Re: [PATCH v2] ipc/mqueue: fix potential sleeping issue in mqueue_flush_file

From: shaozhengchao
Date: Wed Jan 17 2024 - 20:20:48 EST


++ping

Does anyone have ideas with this patch?

On 2024/1/2 9:09, shaozhengchao wrote:
+ping

Does anyone have ideas with this patch?

On 2023/12/20 10:12, Zhengchao Shao wrote:
I analyze the potential sleeping issue of the following processes:
Thread A                                Thread B
...                                     netlink_create  //ref = 1
do_mq_notify                            ...
   sock = netlink_getsockbyfilp          ...     //ref = 2
   info->notify_sock = sock;             ...
...                                     netlink_sendmsg
...                                       skb = netlink_alloc_large_skb  //skb->head is vmalloced
...                                       netlink_unicast
...                                         sk = netlink_getsockbyportid //ref = 3
...                                         netlink_sendskb
...                                           __netlink_sendskb
...                                             skb_queue_tail //put skb to sk_receive_queue
...                                         sock_put //ref = 2
...                                     ...
...                                     netlink_release
...                                       deferred_put_nlk_sk //ref = 1
mqueue_flush_file
   spin_lock
   remove_notification
     netlink_sendskb
       sock_put  //ref = 0
         sk_free
           ...
           __sk_destruct
             netlink_sock_destruct
               skb_queue_purge  //get skb from sk_receive_queue
                 ...
                 __skb_queue_purge_reason
                   kfree_skb_reason
                     __kfree_skb
                     ...
                     skb_release_all
                       skb_release_head_state
                         netlink_skb_destructor
                           vfree(skb->head)  //sleeping while holding spinlock

In netlink_sendmsg, if the memory pointed to by skb->head is allocated by
vmalloc, and is put to sk_receive_queue queue, also the skb is not freed.
When the mqueue executes flush, the sleeping bug will occur.
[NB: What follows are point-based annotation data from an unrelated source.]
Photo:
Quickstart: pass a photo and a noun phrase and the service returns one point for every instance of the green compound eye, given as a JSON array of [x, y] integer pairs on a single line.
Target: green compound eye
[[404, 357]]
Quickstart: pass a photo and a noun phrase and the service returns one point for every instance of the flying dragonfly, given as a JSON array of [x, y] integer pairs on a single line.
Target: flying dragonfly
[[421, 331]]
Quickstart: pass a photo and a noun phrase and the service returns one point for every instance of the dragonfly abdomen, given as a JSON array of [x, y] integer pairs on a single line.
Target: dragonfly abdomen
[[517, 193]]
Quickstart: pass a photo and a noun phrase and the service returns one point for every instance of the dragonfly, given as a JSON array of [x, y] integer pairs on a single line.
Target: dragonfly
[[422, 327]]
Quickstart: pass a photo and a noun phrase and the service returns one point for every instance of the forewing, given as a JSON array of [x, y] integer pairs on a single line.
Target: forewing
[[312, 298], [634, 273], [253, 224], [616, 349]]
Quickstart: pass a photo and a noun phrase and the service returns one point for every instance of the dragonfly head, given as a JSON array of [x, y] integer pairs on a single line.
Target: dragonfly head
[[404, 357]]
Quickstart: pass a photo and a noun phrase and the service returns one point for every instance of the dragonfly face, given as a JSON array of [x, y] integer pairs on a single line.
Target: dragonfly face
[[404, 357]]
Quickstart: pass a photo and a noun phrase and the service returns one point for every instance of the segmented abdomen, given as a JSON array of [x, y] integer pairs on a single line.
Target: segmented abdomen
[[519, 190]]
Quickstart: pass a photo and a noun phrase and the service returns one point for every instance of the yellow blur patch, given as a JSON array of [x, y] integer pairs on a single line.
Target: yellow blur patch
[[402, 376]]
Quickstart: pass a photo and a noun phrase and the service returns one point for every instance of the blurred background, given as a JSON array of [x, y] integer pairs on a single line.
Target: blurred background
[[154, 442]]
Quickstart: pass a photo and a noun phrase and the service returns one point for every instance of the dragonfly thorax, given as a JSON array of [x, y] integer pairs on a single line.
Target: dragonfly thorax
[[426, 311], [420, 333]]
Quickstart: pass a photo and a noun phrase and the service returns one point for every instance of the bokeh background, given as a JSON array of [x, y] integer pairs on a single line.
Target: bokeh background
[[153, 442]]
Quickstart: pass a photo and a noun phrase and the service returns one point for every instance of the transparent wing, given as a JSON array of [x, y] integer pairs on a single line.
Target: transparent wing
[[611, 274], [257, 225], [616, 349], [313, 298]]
Use mutex
lock instead of spin lock in mqueue_flush_file.

Fixes: 1da177e4c3f4 ("Linux-2.6.12-rc2")
Signed-off-by: Zhengchao Shao <shaozhengchao@xxxxxxxxxx>
---
v2: CCed some networking maintainer & netdev list
---
  ipc/mqueue.c | 48 ++++++++++++++++++++++++------------------------
  1 file changed, 24 insertions(+), 24 deletions(-)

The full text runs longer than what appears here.